8 scary trends for Orange County’s economy and job market
Orange County’s economy has clear strengths: low unemployment (4.2 percent in August), rising per capita income and job growth in several stand-out industries, from tourism to medical device manufacturing.
But disruptive new forces — along with some longstanding weaknesses — pose serious threats, as outlined in a 100-page Workforce Indicators Report, issued this week by the Orange County Development Board, a government agency, and the Orange County Business Council, a trade group of large companies.
“It is a time of change,” economist Wallace Walrod, the report’s chief author, told a gathering of 200 business executives, nonprofit representatives and government officials at an Irvine gathering last week. “Orange County faces some persistent, long-term problems.”
Here are some of the more worrisome trends.

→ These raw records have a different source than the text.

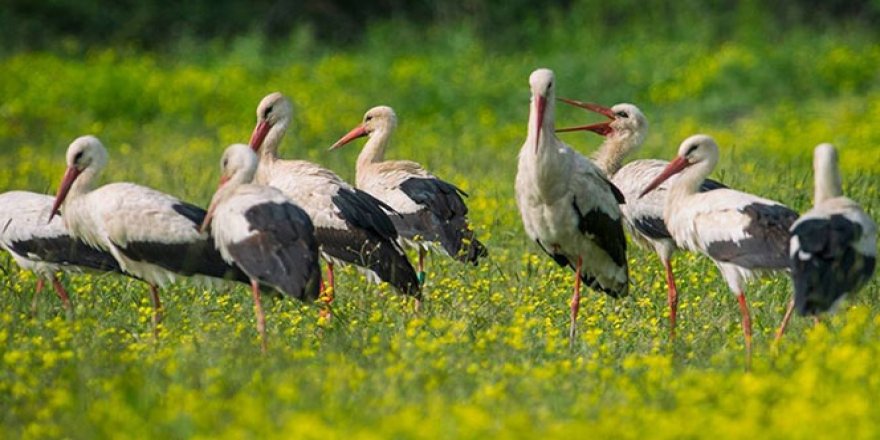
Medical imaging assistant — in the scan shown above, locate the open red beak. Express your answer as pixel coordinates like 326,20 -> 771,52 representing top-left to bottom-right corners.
329,124 -> 368,150
639,156 -> 691,198
46,167 -> 82,223
535,95 -> 547,154
556,98 -> 615,136
248,120 -> 272,153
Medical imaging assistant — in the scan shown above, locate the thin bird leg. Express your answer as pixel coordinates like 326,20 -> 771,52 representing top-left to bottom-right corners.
773,298 -> 794,344
418,246 -> 426,286
736,292 -> 752,371
52,274 -> 70,310
150,284 -> 162,340
663,260 -> 678,340
251,280 -> 267,354
31,278 -> 46,316
568,256 -> 583,348
318,261 -> 336,320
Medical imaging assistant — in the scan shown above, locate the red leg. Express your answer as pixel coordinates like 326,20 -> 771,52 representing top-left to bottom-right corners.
150,284 -> 162,340
251,279 -> 267,353
568,256 -> 583,347
418,247 -> 426,286
663,261 -> 678,340
736,292 -> 752,370
318,261 -> 336,319
773,298 -> 794,344
31,275 -> 46,316
52,274 -> 70,310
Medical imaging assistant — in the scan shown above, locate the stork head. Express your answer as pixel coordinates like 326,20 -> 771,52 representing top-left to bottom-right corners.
49,135 -> 107,221
556,98 -> 648,145
249,92 -> 293,152
813,143 -> 843,204
529,68 -> 556,154
639,134 -> 718,197
330,105 -> 397,150
199,144 -> 259,232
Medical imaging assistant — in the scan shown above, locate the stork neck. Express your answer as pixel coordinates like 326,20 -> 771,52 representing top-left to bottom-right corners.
357,127 -> 391,171
260,118 -> 290,161
813,156 -> 843,205
525,96 -> 556,157
67,167 -> 102,200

Between now and 2060 — that’s 43 years! — Orange County’s working-age population will grow by just 2 percent, and the proportion of children will shrink significantly.
So how will businesses find enough workers?
“Orange County’s high cost of living and lack of affordable workforce housing often price young workforce talent out of the area, potentially leading to a ‘brain drain,’” according to the report, which noted that employers already have a hard time finding enough skilled job candidates.
“A less robust workforce talent pool could make Orange County a less attractive destination for businesses.”
Schools will be forced to adjust. In the next decade, K-12 enrollment will shrink by 10 percent, according to the California Department of Finance.